I've no idea how to compute the second partial derivative above...could you provide any advice? I assume it requires me to use similar code to the above, but to use Func somehow? I don't know if I can just compute the value of Func one more time with the optimised values of x, outside of the optimiser and record this in AD types, and then use similar code to the above but now with B as the size of x? Bit stuck...

[bradbell]

Suppose we are given the unconstrained poblem

$$ {\rm minimize} ~ f(x, R) \~ {\rm w.r.t} ~ x $$

Define $x(R)$$ as the solution corresponding to $R$, then this function can be defined implicitly by

$$ 0 = \partial_x f[ x(R), R] $$

because the derivative is zero at an unconstrained optimum.

The problem here is computing the derivatives of x(R) w.r.t. R. I suggest you see https://www.seanet.com/~bradbell/newton_step.htm

[a-jp]

Looks like you're missing double-$ at the end of the line?

Many thanks for this, that's going to take some time to digest.

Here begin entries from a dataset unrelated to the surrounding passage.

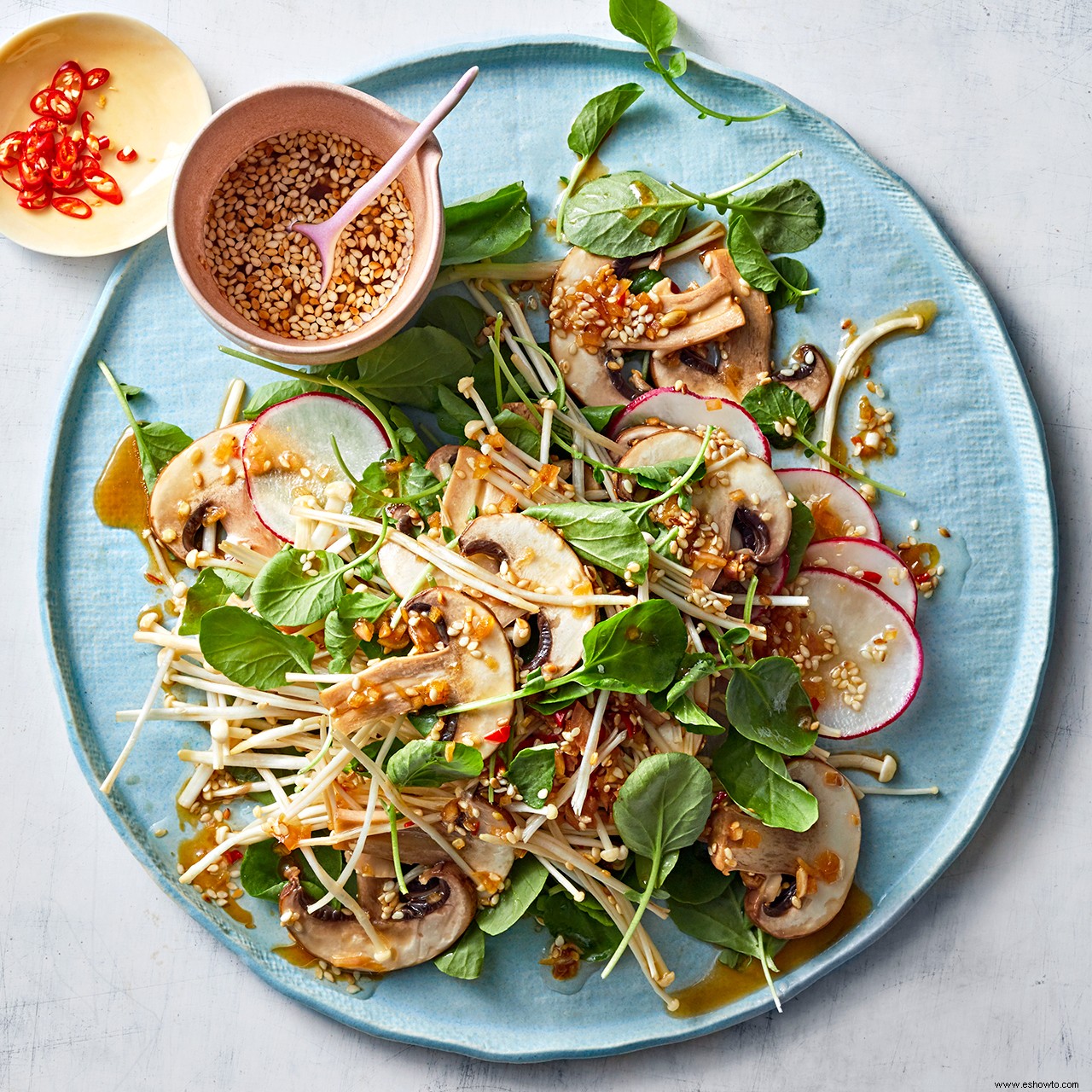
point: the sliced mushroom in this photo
(535, 552)
(698, 316)
(206, 485)
(474, 816)
(825, 857)
(745, 496)
(437, 912)
(443, 671)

I should have added, and omitted because I was unaware of where this was going, that my problem is a constrained optimisation problem (equality and inequality).

Can I ask another question, which is related as it came up setting up the finite difference version of this, which I should add seems to work and produces answers that are reported elsewhere for my problem. Using my nomenclature above, I am doing:

$$ \frac{\partial}{\partial R} B \approx \frac{ Func(x, R+eps) - Func(x, R) }{eps} $$

To get this to work using as a starting point this example and since I need to call the optimiser twice per derivative that I need, and I need those derivatives at a lot of Rs, I moved a lot of the code as possible to a one-off set up function, and then call the minimum amount when I need the derivative. Ideally no construction and destruction of the big objects, was my aim. I found two thing out:

• To vary R which I must do, not only for perturbing by eps (~1.0e-08), and for different R's, I need to ensure retape = true because within the functions that get called in the optimiser I do things like if R < R_1. I believe the way to fix this is to use CondExpLt, which I'm working on to fix. Am I correct?
• This second one confused me. I do initialise x_i to a guess, as required. I then as per the above reasoning, do a lot of one-off set up. Outside of computing derivatives and just normal optimisation calls, I've found previously with my python implementation using ipopt, that I do sometimes need to make a better initial guess. There is also a use case for a better initial guess after setup in the above partial derivative, since the result of the first optimiser call can be used as the initial guess for the second call, to reduce the number of iteration in ipopt. I've found, that once the Ipopt::TNLP object is constructed, no further changes to the initial values of x_i can be made use of. The values used for x_i are the values used on construction of Ipopt::TNLP. Have I figured that out correctly? Is that integral to how it works, or something that can be changed?

Many thanks,

[bradbell]

• To vary R which I must do, not only for perturbing by eps (~1.0e-08), and for different R's, I need to ensure retape = true because within the functions that get called in the optimiser I do things like if R < R_1. I believe the way to fix this is to use CondExpLt, which I'm working on to fix. Am I correct?

Yes

[bradbell]

• This second one confused me. I do initialise x_i to a guess, as required. I then as per the above reasoning, do a lot of one-off set up. Outside of computing derivatives and just normal optimisation calls, I've found previously with my python implementation using ipopt, that I do sometimes need to make a better initial guess. There is also a use case for a better initial guess after setup in the above partial derivative, since the result of the first optimiser call can be used as the initial guess for the second call, to reduce the number of iteration in ipopt. I've found, that once the Ipopt::TNLP object is constructed, no further changes to the initial values of x_i can be made use of. The values used for x_i are the values used on construction of Ipopt::TNLP. Have I figured that out correctly? Is that integral to how it works, or something that can be changed?

Are you using ipopt_solve for your optimization ? https://coin-or.github.io/CppAD/doc/ipopt_solve.htm

[bradbell]

I am going to move this issue to a discussion.